Given a non-empty string s
and an abbreviation abbr
, return whether the string matches with the given abbreviation.
A string such as "word"
contains only the following valid abbreviations:
["word", "1ord", "w1rd", "wo1d", "wor1", "2rd", "w2d", "wo2", "1o1d", "1or1", "w1r1", "1o2", "2r1", "3d", "w3", "4"]
Notice that only the above abbreviations are valid abbreviations of the string "word"
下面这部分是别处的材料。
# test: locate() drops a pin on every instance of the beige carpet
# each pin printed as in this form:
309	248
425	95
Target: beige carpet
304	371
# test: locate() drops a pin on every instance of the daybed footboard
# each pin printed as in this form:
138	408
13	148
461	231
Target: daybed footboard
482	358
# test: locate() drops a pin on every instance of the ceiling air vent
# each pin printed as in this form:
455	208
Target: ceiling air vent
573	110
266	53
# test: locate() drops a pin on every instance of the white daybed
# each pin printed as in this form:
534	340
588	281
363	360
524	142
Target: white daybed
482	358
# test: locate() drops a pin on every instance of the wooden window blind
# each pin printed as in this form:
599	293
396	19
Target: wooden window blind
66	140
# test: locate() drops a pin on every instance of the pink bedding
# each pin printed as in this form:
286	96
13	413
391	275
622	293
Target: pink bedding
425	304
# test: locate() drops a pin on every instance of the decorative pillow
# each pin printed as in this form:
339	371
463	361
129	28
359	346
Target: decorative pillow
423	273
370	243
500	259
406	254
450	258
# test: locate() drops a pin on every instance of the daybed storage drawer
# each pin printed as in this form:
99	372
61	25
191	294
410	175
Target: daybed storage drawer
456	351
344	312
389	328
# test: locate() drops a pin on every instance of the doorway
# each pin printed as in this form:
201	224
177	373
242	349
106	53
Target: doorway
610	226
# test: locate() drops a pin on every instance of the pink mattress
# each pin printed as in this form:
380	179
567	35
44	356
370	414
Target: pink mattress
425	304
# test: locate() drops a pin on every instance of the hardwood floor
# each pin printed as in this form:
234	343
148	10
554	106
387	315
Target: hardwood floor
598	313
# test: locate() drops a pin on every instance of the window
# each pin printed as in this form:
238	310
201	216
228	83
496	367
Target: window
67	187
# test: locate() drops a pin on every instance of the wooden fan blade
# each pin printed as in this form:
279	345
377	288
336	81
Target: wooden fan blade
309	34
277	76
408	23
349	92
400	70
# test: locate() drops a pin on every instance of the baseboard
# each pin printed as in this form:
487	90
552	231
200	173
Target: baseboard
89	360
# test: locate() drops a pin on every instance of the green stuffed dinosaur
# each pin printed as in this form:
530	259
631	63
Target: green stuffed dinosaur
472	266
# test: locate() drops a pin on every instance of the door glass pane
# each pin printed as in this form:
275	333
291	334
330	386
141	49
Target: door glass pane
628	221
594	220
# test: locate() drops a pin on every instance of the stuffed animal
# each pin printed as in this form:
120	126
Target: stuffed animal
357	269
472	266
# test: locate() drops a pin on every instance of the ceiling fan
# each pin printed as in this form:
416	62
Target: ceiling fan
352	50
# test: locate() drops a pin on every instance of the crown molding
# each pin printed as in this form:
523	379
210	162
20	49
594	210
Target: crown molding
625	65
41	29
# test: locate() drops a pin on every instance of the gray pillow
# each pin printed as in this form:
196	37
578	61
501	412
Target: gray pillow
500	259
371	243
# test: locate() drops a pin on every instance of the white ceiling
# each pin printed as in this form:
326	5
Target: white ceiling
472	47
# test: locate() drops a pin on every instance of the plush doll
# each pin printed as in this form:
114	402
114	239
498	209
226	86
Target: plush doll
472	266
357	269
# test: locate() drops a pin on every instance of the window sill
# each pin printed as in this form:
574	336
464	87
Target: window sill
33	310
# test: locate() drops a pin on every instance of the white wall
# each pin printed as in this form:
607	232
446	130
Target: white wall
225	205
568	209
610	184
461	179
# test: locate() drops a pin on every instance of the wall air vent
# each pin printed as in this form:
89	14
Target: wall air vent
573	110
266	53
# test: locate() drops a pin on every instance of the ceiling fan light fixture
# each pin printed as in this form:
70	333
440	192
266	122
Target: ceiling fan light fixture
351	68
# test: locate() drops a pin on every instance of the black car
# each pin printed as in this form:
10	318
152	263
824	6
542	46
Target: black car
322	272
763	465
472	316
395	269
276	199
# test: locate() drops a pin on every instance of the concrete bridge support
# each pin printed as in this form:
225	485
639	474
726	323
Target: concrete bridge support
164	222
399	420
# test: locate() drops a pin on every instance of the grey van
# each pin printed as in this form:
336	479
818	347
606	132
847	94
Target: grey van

. Any other string is not a valid abbreviation of "word"
.
Note:
Assume s
contains only lowercase letters and abbr
contains only lowercase letters and digits.
Example 1:
Given s = "internationalization", abbr = "i12iz4n":
Return true.
Example 2:
Given s = "apple", abbr = "a2e":
Return false.
这道题让我们验证单词缩写,关于单词缩写LeetCode上还有两道相类似的题目Unique Word Abbreviation和Generalized Abbreviation。这道题给了我们一个单词和一个缩写形式,让我们验证这个缩写形式是否是正确的,由于题目中限定了单词中只有小写字母和数字,所以我们只要对这两种情况分别处理即可。我们使用双指针分别指向两个单词的开头,循环的条件是两个指针都没有到各自的末尾,如果指向缩写单词的指针指的是一个数字的话,如果当前数字是0,返回false,因为数字不能以0开头,然后我们要把该数字整体取出来,所以我们用一个while循环将数字整体取出来,然后指向原单词的指针也要对应的向后移动这么多位数。如果指向缩写单词的指针指的是一个字母的话,那么我们只要比两个指针指向的字母是否相同,不同则返回false,相同则两个指针均向后移动一位,参见代码如下:
解法一:
class Solution {
public:
bool validWordAbbreviation(string word, string abbr) {
int i = 0, j = 0, m = word.size(), n = abbr.size();
while (i < m && j < n) {
if (abbr[j] >= '0' && abbr[j] <= '9') {
if (abbr[j] == '0') return false;
int val = 0;
while (j < n && abbr[j] >= '0' && abbr[j] <= '9') {
val = val * 10 + abbr[j++] - '0';
}
i += val;
} else {
if (word[i++] != abbr[j++]) return false;
}
}
return i == m && j == n;
}
};
下面这种方法和上面的方法稍有不同,这里是用了一个for循环来遍历缩写单词的所有字符,然后用一个指针p来指向与其对应的原单词的位置,然后cnt表示当前读取查出来的数字,如果读取的是数字,我们先排除首位是0的情况,然后cnt做累加;如果读取的是字母,那么指针p向后移动cnt位,如果p到超过范围了,或者p指向的字符和当前遍历到的缩写单词的字符不相等,则返回false,反之则给cnt置零继续循环,参见代码如下:
解法二:
class Solution {
public:
bool validWordAbbreviation(string word, string abbr) {
int m = word.size(), n = abbr.size(), p = 0, cnt = 0;
for (int i = 0; i < abbr.size(); ++i) {
if (abbr[i] >= '0' && abbr[i] <= '9') {
if (cnt == 0 && abbr[i] == '0') return false;
cnt = 10 * cnt + abbr[i] - '0';
} else {
p += cnt;
if (p >= m || word[p++] != abbr[i]) return false;
cnt = 0;
}
}
return p + cnt == m;
}
};
类似题目:
参考资料:
https://discuss.leetcode.com/topic/61404/concise-c-solution
https://discuss.leetcode.com/topic/61430/java-2-pointers-15-lines
https://discuss.leetcode.com/topic/61353/simple-regex-one-liner-java-python
LeetCode All in One 题目讲解汇总(持续更新中…)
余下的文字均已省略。